Moulthrop, now a professor of English, was among a small group of pioneers in this electronic form of literature and released one of its canonical works in 1994, the novel-length “Victory Garden.” Some of those early pieces of literature are still available online, or on modern computers, in updated forms. But many are only accessible using their original platforms, such as an Apple IIe.
To help preserve and document these early forms of electronic literature, both for the public and for scholarly pursuits, Moulthrop helped create the Pathfinders project with startup support from the National Endowment for the Humanities. Maintaining the literature also means preserving those early computers. In some cases, that means never turning them off. “Because,” Moulthrop says, “we’re afraid we won’t be able to turn them back on.”

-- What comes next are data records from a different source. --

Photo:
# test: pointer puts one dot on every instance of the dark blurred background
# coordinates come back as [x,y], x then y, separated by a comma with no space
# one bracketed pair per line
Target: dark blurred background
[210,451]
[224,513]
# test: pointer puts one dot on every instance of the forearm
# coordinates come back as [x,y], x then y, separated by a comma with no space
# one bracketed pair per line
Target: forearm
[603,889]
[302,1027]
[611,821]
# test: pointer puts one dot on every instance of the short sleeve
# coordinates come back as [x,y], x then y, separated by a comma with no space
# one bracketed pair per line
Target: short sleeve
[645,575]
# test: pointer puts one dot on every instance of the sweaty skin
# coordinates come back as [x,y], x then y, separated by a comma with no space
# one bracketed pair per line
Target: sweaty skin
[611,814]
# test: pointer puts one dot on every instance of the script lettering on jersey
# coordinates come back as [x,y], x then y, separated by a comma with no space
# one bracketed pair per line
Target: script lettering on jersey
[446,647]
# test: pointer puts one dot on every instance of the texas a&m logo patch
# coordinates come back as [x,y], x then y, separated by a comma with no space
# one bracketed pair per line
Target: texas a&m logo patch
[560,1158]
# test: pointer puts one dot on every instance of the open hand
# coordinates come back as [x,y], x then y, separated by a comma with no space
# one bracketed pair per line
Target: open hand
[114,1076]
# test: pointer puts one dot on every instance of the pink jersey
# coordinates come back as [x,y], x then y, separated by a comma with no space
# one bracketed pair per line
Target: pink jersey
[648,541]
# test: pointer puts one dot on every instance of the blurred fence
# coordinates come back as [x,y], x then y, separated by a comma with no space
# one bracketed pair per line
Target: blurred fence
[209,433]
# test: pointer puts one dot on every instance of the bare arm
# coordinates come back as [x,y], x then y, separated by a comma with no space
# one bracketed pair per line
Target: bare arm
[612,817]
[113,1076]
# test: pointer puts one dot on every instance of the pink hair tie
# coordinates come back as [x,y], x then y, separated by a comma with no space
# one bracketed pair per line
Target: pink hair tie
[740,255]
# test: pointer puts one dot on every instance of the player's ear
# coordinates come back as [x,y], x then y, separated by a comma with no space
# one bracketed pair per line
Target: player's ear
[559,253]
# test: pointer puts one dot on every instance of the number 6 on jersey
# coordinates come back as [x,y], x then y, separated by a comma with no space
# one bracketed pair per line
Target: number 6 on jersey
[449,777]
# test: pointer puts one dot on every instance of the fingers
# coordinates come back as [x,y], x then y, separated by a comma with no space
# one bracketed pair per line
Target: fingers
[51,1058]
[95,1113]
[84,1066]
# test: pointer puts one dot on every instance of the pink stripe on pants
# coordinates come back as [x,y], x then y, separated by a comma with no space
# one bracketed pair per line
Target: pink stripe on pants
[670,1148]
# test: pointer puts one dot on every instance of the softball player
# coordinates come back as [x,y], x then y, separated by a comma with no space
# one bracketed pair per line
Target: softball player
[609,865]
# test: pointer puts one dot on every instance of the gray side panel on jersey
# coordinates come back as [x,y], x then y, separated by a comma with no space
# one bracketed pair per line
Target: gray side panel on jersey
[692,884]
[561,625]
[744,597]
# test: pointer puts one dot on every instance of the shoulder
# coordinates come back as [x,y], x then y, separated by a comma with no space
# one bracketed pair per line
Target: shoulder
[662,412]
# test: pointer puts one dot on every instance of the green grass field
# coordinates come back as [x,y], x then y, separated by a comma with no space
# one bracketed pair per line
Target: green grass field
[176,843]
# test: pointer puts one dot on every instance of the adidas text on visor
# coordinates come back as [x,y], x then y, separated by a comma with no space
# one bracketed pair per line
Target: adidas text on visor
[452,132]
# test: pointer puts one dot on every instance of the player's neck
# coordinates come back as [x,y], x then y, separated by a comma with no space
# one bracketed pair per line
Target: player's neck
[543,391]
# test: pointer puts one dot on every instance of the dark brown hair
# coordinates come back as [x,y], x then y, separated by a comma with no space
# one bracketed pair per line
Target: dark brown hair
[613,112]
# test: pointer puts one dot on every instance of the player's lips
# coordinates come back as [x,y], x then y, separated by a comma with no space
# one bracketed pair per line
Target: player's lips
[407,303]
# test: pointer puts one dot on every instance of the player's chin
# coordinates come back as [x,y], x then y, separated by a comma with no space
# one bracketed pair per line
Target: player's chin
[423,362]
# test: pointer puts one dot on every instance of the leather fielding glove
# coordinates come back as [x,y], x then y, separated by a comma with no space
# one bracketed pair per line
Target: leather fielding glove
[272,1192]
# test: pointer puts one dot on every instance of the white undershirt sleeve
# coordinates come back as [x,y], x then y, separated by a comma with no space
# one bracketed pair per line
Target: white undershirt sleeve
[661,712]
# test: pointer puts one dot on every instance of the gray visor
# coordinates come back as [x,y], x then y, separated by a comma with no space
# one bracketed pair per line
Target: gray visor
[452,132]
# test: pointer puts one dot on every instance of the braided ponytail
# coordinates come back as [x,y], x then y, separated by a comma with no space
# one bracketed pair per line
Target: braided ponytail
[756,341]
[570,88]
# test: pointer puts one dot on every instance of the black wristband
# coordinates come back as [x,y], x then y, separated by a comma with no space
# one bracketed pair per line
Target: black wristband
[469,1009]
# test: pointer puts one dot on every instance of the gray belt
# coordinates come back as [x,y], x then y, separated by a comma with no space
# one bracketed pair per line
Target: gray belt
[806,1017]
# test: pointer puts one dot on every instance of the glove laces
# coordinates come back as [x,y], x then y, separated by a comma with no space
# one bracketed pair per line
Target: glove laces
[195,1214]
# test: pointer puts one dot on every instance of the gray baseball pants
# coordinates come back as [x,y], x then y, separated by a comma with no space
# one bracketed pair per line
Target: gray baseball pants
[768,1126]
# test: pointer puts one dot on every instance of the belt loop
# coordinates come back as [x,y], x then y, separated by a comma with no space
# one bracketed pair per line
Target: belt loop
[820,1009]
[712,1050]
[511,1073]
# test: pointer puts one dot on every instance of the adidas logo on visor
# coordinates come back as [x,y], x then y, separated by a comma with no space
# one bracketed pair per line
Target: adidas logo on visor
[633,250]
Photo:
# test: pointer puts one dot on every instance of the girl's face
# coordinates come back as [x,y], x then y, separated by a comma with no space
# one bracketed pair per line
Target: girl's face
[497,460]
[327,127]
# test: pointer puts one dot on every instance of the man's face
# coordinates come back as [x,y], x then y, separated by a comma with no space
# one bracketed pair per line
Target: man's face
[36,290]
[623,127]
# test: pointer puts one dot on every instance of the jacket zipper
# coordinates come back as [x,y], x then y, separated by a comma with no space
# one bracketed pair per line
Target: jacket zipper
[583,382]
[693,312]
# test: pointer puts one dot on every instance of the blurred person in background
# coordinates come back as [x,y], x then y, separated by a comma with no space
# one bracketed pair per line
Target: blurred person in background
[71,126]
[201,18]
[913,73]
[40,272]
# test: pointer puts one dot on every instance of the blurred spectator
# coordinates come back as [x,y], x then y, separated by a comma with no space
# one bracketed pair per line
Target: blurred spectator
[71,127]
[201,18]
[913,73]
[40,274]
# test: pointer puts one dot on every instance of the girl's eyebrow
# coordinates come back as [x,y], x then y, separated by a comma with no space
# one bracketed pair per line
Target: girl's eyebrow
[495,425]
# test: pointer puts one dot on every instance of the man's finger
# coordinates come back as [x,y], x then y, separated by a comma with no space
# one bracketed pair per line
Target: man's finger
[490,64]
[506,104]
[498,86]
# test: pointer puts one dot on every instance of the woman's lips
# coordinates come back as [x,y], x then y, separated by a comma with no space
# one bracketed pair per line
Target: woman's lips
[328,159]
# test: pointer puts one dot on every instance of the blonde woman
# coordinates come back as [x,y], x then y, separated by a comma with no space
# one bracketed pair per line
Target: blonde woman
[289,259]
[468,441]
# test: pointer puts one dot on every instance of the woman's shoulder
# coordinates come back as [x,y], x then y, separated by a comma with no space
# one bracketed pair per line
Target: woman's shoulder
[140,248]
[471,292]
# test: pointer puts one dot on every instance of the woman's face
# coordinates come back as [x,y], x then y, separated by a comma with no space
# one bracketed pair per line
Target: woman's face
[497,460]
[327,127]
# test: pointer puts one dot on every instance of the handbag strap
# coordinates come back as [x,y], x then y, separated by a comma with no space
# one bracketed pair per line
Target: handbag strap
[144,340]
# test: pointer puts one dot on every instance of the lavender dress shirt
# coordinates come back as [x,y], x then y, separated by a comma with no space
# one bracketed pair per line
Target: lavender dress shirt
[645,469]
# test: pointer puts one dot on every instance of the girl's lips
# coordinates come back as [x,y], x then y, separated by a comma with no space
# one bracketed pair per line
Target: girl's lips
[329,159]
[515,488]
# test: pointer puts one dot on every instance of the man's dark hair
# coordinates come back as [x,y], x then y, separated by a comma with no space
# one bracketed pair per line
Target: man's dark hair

Moulthrop has also explored how reading the literature on its original platform or in its updated, often-web-based version, changes a user’s experience. With research partner Dene Grigar of the Washington State University-Vancouver Electronic Literature Lab, Moulthrop found that the platform differences mattered. “Important cultural and artistic features were lost in the migration to the web,” he says, ranging from how stories were loaded into the computer to how they were displayed on the screen.
The interactive fiction genre has enjoyed a recent rebirth, thanks to mobile technology. This has been helped by a program called Twine, which arrived in 2009 and streamlined the hypertext literature creative process. Moulthrop is researching Twine’s impact on electronic literature, interviewing creators and surveying their works. Says Moulthrop, “Another generation has arrived.”